Cross cultural observations, spitting, and international tensions around etiquette more generally

Originally, my blog was aiming at being a ‘research travel blog’ looking at spitting in particular but with a researcher’s ‘eye’ at other cross-cultural aspects. It has however, been far more of the former and less of the latter. In part this was because the blog was actually quite time-consuming (and mind-consuming) as even small posts had usually involved a careful process of analysis, thinking through, and writing up and I quickly became aware that sensitive, informed cross-cultural observation was not easy.

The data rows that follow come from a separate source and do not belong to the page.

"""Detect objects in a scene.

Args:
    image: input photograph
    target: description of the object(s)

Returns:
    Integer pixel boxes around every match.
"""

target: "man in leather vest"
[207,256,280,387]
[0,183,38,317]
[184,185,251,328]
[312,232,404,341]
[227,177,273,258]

Okay, it’s easy to notice that in Tokyo and South Korea that the cars are white/cream/metallic beige or silver (see earlier posts) or that there is a sliding scale of driving/traffic disorder/order (Japan most ordered and composed, India then China the least) but these are surface level observations that certainly signify much if analysed fully but can be reported with little fear of (much?) offense.

Cross-cultural observations however often start with ‘differences’ because that is what a visitor unfamiliar with a culture notices most of all and the differences that are noticed most forcefully are, understandably, those that make a traveller feel less within their comfort zone. Because I was observing spitting (as a white, male academic from the West) I already had to contend with making sure that my motives were not misconstrued and not intended to ‘look down’ on ‘less developed’ behaviours. I feel that I managed this successfully in relation to spitting but I felt far less comfortable commenting on other differences, and was (and continue to be) concerned not comment freely without first being somewhat more informed.

Hopefully my comments on spitting over the last two months indicate how simply viewing spitting (in let’s say India) and reflecting on it simply with ‘western eyes’ will produce a different understanding (perhaps some lesser tolerance) of the behaviour than if more knowledge about it, its various manifestations, and how it fits into different cultural contexts is present. Further perhaps, the posts that point out that manners and etiquette are not only culturally located but that they are also less about some kind of natural human ‘development’ or even ‘cultural evolution’ towards greater and greater civility (higher civilisation) than many think, may have also shifted – perhaps just slightly – how spitting might be experienced by readers if they now visit India even if they continue to dislike spitting. Will they/you dislike spitting in quite the same way, will they/you experience it differently, will the sliding scale of ‘disgust’ be lower than before, and the sliding scale of acceptance (in that context) be higher?

In just this way there were many differences I could have commented on – and hope to later – that on a surface level and to those unfamiliar with it may seem plain rude, such as many South Koreans ‘barging’ unapologetically into strangers in the street and elsewhere; Chinese pushing their way onto trains before letting disembarking passengers get off (this happens everywhere but just as with the sliding scale on traffic and indeed spitting, in some countries a few people do this – Malaysia or England for example whereas in China most or in the absence of empirical data, a great many do), but these behaviours are not to be understood simply as ‘rudeness’. They are culturally located and involve understanding cultural difference as it relates to personal, private and public (inter)personal ‘space’ as well as acceptable behaviours. Later posts will try to relate some of my cross-cultural observations but through a sociological or cultural lens rather than that simply of the traveller suffering so-called ‘culture-shock’.